Let me interject right here that my wife absolutely adores
coats. At last count, she had enough coats to fill the display racks at
every female apparel store in America. She has red coats, blue coats, beige
coats, green coats, white coats and black coats. Six closets in our modest
two-bedroom love nest in the suburbs overflow with Sally’s coats.
Other coats dangle from hangers in the basement or are
scattered haphazardly elsewhere in the house.
Sally has her own set of rules when it comes to buying a new coat. First and
foremost, the coat must be attractive and affordable. Second of all, the
coat must weigh at least 430 pounds.
Lightweight coats – those tipping the scales at less than 430 pounds –
rarely make it into her imposing collection.
When most people pick up a copy of the morning newspaper they
begin by reading the front page, then they go on to the sports section and
maybe the classified ads. When Sally reads a newspaper, she begins by
furiously thumbing through it until she finds the ads for women’s clothing –
particularly coats.
“Hey, look,” she tells me, “so-and-so is having a fabulous,
once-in-a-lifetime sale on spring outerwear. You wanna go shopping today?”
I’ve never found coat-shopping to be all that exciting. I
mean, let’s face it, if you’ve seen one coat, you’ve seen them all.

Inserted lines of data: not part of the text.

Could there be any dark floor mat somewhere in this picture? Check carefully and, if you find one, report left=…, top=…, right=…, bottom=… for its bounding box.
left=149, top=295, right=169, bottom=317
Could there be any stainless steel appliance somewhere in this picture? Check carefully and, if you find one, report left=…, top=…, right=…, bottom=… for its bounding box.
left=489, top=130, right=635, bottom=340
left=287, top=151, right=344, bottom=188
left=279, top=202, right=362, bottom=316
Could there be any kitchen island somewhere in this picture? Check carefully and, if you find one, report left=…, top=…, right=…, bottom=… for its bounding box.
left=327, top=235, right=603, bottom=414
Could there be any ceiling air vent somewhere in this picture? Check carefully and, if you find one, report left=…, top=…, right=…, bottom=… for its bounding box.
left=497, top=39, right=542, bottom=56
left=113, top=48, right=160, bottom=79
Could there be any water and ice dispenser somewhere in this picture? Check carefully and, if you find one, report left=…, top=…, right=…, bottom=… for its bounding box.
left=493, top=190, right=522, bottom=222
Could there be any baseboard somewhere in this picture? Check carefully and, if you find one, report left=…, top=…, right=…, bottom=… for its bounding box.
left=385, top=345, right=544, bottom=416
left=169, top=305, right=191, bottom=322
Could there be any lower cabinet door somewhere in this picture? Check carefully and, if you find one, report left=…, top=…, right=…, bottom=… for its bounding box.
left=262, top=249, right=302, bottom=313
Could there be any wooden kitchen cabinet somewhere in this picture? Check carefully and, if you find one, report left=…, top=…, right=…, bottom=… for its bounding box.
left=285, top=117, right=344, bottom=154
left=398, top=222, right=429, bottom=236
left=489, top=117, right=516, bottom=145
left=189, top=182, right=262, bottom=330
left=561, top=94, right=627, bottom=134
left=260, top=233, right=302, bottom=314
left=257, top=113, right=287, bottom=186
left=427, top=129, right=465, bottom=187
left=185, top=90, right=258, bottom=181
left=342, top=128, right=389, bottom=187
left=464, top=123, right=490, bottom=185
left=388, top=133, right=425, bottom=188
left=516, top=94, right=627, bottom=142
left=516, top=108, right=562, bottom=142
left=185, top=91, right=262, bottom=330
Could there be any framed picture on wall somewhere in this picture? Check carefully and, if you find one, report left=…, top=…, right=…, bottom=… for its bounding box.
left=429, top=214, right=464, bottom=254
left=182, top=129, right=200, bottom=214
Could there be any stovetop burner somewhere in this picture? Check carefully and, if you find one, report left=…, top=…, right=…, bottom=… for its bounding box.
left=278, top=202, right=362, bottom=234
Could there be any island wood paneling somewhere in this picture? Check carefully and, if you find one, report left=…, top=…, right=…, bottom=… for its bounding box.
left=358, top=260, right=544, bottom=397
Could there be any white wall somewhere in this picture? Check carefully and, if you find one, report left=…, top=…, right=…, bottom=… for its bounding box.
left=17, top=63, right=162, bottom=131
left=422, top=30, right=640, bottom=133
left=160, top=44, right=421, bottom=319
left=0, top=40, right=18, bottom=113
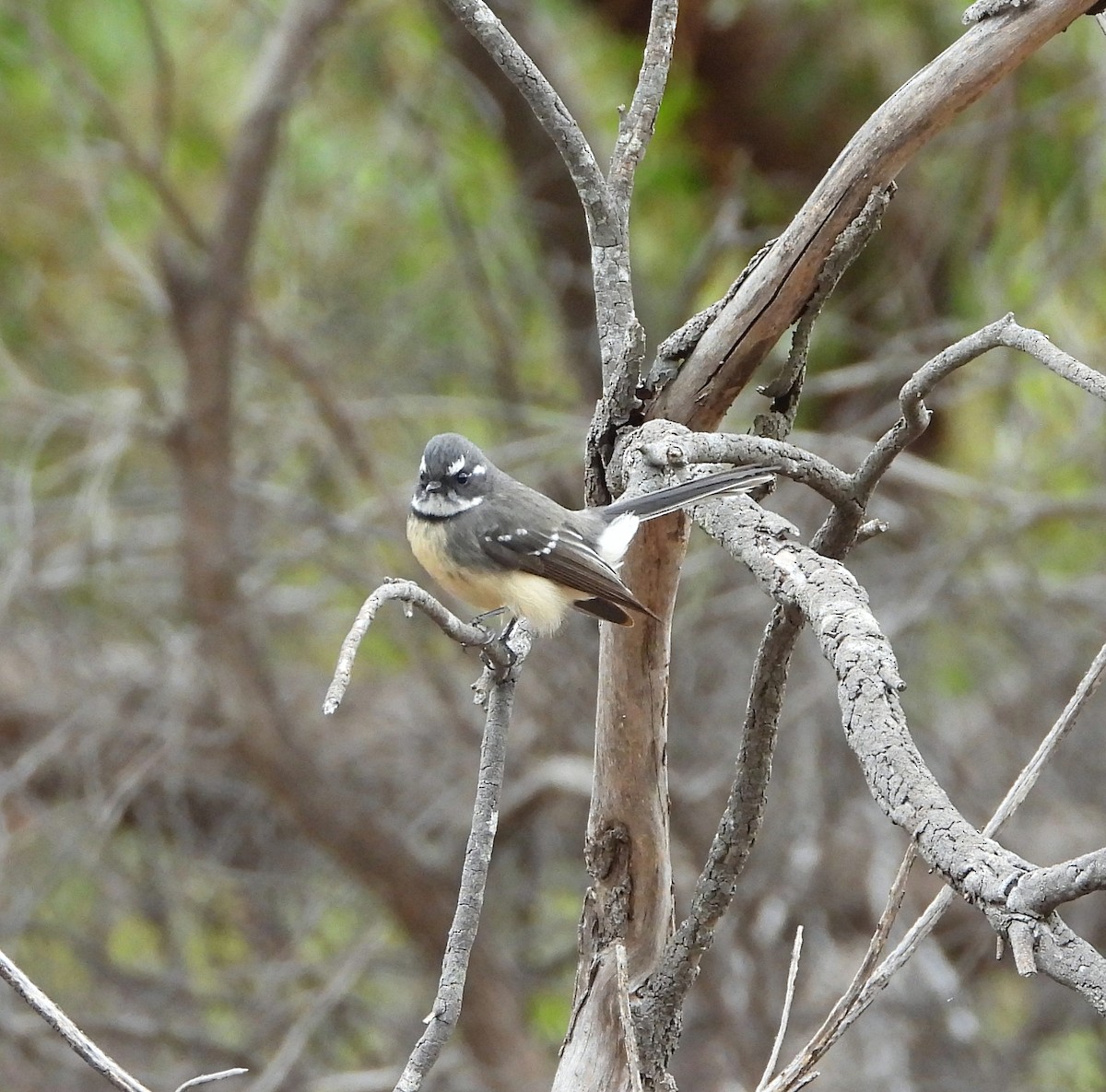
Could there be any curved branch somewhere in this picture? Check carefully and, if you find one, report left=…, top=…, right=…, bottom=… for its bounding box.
left=323, top=578, right=520, bottom=716
left=435, top=0, right=618, bottom=246
left=856, top=314, right=1106, bottom=502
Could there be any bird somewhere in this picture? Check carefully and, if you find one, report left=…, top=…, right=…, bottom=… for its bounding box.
left=407, top=432, right=778, bottom=636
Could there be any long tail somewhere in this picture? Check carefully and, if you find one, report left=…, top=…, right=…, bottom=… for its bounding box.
left=605, top=466, right=778, bottom=520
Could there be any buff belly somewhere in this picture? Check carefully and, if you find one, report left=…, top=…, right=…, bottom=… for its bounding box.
left=407, top=520, right=586, bottom=633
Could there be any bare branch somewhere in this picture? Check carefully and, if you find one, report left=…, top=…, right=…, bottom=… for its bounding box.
left=1007, top=849, right=1106, bottom=917
left=648, top=0, right=1086, bottom=429
left=396, top=626, right=530, bottom=1092
left=0, top=952, right=149, bottom=1092
left=757, top=925, right=803, bottom=1092
left=177, top=1066, right=249, bottom=1092
left=607, top=0, right=679, bottom=205
left=756, top=182, right=895, bottom=440
left=856, top=315, right=1106, bottom=500
left=323, top=581, right=522, bottom=715
left=763, top=843, right=915, bottom=1092
left=643, top=432, right=856, bottom=505
left=435, top=0, right=616, bottom=239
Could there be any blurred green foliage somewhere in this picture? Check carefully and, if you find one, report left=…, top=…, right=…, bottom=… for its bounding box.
left=0, top=0, right=1106, bottom=1090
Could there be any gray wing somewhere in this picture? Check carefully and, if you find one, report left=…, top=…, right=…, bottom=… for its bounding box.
left=480, top=527, right=656, bottom=625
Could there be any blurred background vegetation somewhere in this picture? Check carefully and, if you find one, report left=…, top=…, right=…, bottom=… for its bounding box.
left=0, top=0, right=1106, bottom=1092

I find it enjoyable and challenging to shop for, say, fishing lures, because
there are so many different kinds and colors. Shopping for coats, on the
other hand, is about as exciting as a stifled yawn.
The other bad thing about coats is they are seasonal and have to be rotated
on a regular basis. Sally wouldn’t think of wearing a so-called winter
coat in the spring or a so-called spring coat in the winter.
Shopping for coats with her can be a nightmare, too.
“Does this coat make me look fat?” she asks, twirling like a ballerina in
front of the department store mirror.
“Probably not seeing as how you weigh 86 pounds,” I reply
with a sigh.
So there we were, husband and wife, standing hand-in-hand as we gazed at a
mountain of coats I would soon be lugging into the basement.
“What do you think I should do with all these beautiful
coats?” Sally asked.
I didn’t have the heart to tell her.